En un momento dado de la noche queda claro que yo soy posesivo. Nadie dice la frase como tal, con sujeto-verbo-predicado pero sobrevuela la conversación sin que ninguno quiera disparar a esa distancia. No importa porque es verdad. Soy posesivo. Lo he oído antes en otros lugares y nunca he intentado defenderme. Lo grave no es ser posesivo sino querer poseer cosas -y a menudo personas- que son francamente inasibles, eso genera una gran frustración, como es obvio.
Son las cuatro y pico de la mañana y estamos en el Honky, planta de arriba. La de abajo está llena de buitres carroñeros -¿posesivos?- de manera que cuando me escapo al baño y a los cinco minutos vuelvo, tanto B. como la Chica Selectiva están bajo el acoso y derribo de un depredador que desaparece en cuanto llego, cojo a una de las dos por el hombro -"esta es chica es mía, casi, casi mía"- y le pego un trago al whisky mientras le veo huir con el rabo entre las piernas.
Siempre me ha encantado esa expresión.
Volvemos arriba: yo soy posesivo. No es tanto que quiera las cosas sino que necesito un tiempo para decidirme y, en ese intervalo, los demás, pies quietos. Juego al balón prisionero con la vida. Recordamos 2006 y 2007. Es curioso porque nunca hubo tiempo de recordar 2006 ni 2007 y desde luego no de recordarlo borrachos, así que hemos tenido que esperar cuatro-cinco años, hasta agosto de 2011, la planta totalmente vacía y remezclas de canciones de los Doors en bucle.
Es divertido: hablar de mí como si yo no fuera yo, mi principal pasatiempo, solo que aquí hay algo muy obvio y que va mucho más allá de la estética: no sé si fue la enfermedad o qué, pero desde luego soy incapaz de reconocerme en aquel chico de 28-29 años. Yo sé que todo eso lo hice yo, pero ni siquiera me explico cómo y no viene nadie a jugar al bridge cuando me entran estos ataques de angustia como le pasaba al bueno de David Hume.
Antes del Honky vino el Colonial. En esa ocasion elegimos la planta de abajo y los temas nostálgicos de siempre. Lo bueno de la nostalgia es que tiene sus plazos: uno puede acabar odiando el "éramos tan felices" durante un tiempo y al cabo de unos años volver a deleitarse en ello. Si vamos más atrás, llegamos a los Cines Verdi, los tres más la Peque-que-nunca-fue-peque, cuatro pedantones entrando a ver "Los cuatrocientos golpes" de Truffaut en versión original de 1959, con un enorme bol de palomitas en la mano como el que entra a ver "Capitán América".

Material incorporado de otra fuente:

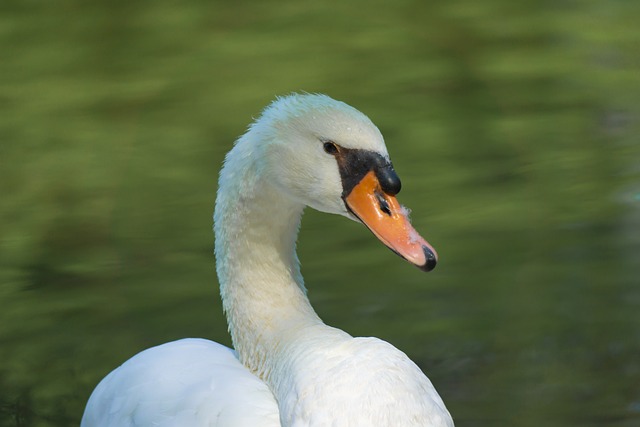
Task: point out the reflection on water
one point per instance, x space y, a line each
514 128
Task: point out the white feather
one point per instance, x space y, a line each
290 369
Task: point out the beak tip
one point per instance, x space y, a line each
431 259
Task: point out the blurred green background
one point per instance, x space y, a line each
514 126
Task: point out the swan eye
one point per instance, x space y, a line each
330 148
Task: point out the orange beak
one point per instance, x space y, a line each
389 222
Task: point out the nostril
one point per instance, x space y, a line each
384 205
431 262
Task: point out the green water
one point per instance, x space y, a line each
514 126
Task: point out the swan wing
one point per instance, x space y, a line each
190 382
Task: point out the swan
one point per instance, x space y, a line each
288 367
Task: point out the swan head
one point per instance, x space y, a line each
327 155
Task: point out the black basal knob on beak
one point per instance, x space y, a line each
389 179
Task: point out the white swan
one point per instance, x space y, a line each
290 368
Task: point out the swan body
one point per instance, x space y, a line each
288 367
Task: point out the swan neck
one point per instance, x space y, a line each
262 290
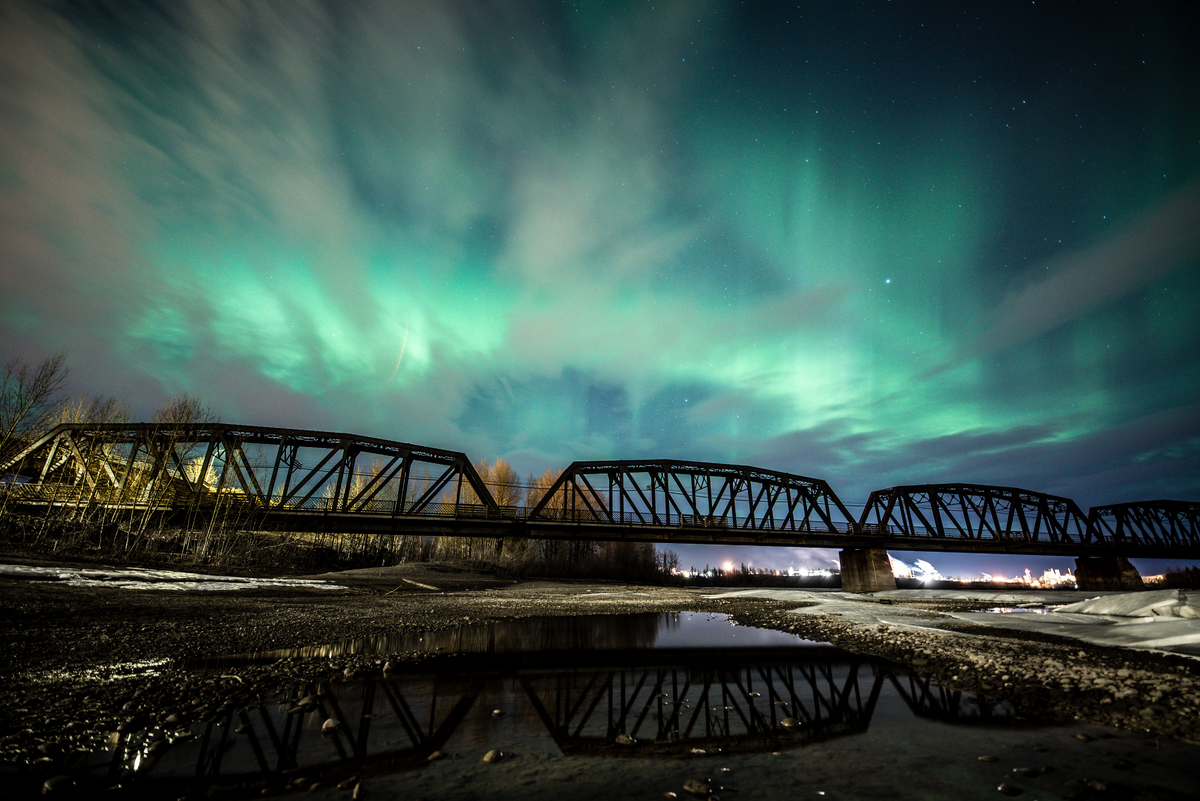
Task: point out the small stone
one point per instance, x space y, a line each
57 784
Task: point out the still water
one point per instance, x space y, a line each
642 706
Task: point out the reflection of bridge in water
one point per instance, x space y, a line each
636 704
316 481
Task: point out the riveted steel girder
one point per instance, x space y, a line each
273 469
667 493
973 516
1147 524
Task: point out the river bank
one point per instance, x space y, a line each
85 661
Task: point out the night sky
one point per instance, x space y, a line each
875 244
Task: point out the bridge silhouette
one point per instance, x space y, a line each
298 480
636 704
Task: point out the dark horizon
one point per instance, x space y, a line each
892 244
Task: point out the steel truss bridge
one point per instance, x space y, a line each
277 479
637 704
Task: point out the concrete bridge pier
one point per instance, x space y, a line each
1107 573
867 570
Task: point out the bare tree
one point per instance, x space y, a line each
30 399
96 409
184 409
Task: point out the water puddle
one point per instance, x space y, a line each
549 634
636 706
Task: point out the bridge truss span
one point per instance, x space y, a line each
976 517
269 469
1163 525
695 497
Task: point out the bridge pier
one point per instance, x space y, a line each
1107 573
867 570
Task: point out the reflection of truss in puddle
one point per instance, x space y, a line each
694 702
670 710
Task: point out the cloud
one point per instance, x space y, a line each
1161 241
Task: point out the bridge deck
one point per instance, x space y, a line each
271 479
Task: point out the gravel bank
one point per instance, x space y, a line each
84 662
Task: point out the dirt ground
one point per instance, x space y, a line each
84 662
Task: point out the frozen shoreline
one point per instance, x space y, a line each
1153 620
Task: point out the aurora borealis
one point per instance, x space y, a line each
876 244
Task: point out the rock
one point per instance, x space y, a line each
57 784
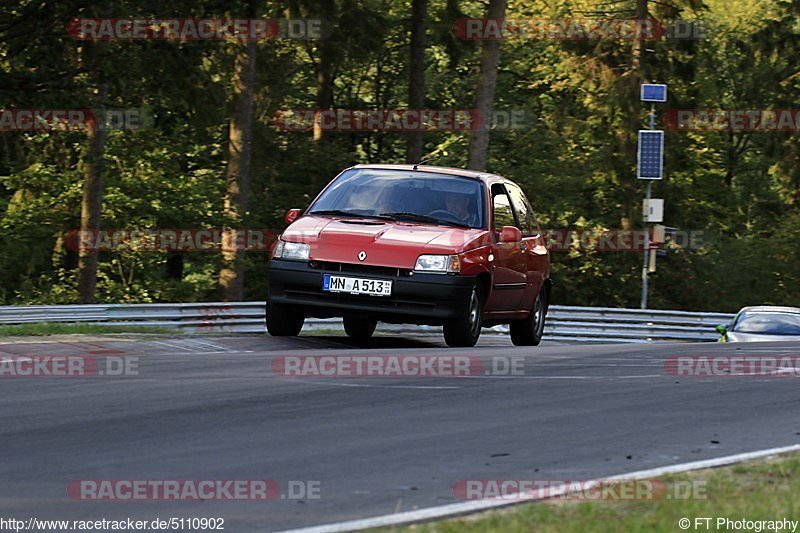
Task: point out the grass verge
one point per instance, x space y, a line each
760 490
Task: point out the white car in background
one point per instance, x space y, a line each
762 323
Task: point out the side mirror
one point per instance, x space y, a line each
292 215
510 234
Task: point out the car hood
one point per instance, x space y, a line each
734 336
395 244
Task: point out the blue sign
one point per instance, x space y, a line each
650 161
653 92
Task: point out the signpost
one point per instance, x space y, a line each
650 166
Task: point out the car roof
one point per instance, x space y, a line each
474 174
770 309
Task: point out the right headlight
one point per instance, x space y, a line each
295 251
438 263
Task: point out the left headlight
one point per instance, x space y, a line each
296 251
438 263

La postmodernidad, c´est moi.
Recuerdos desperdigados de una película que vi hace quizá 25 años, cuando en "el UHF" echaban aquellos ciclos de James Stewart, Alfred Hitchcock, François Truffaut, Charles Chaplin... Cualquier tiempo pasado fue mejor, volvemos con la misma historia. El chaval adoraba a Balzac de una manera difusa, comercial, como si esperara un milagro. Yo, desde luego, espero un milagro. O muchos. Por pedir que no quede. La Peque-que-nunca-fue-peque sentada a mi lado en una terraza de la calle Viriato, el principio de todo esto. Yo no sé si lo entiende todo o si finge entenderlo todo. En lo que a mí respecta da igual: me siento entendido.
Si todo el mundo fuera como ella, me ahorraría mucho dinero en psicólogos, aunque concedo que ser como ella, mantener esa calma aparente a sus 23 años que parecen 40, esas pausas, esas sonrisas calculadas, esas frases de una sola palabra que sirven en realidad para tranquilizarte: "Exacto", "Totalmente", "Cierto"... y que te ayudan a seguir tu discurso enloquecido, discurso de alguien partido en dos: de un lado Guille Ortiz hasta 2009, del otro Guille Ortiz sobreviviendo a 2011, mientras ella lía un cigarrillo y se lo fuma con una tranquilidad inaudita... esa calma, digo, esa tranquilidad que debe tener algo de impostada porque luego su discurso no es el de una chica tranquila sino el de una chica que espera un milagro, como todos, ha de resultar a veces agotador.
Y, bueno, ahí estamos los cuatro, pasando noches de agosto en Madrid. Las doce parecen las cuatro de la mañana hasta que llegamos a Olavide y cenamos -después del cine, antes del Colonial-, devorando tortilla con ensalada, mirando alrededor, disfrutando los silencios incómodos en los que no hace falta decir nada porque en cualquier caso, hasta dentro de cinco años nadie se atreverá a recordarlo.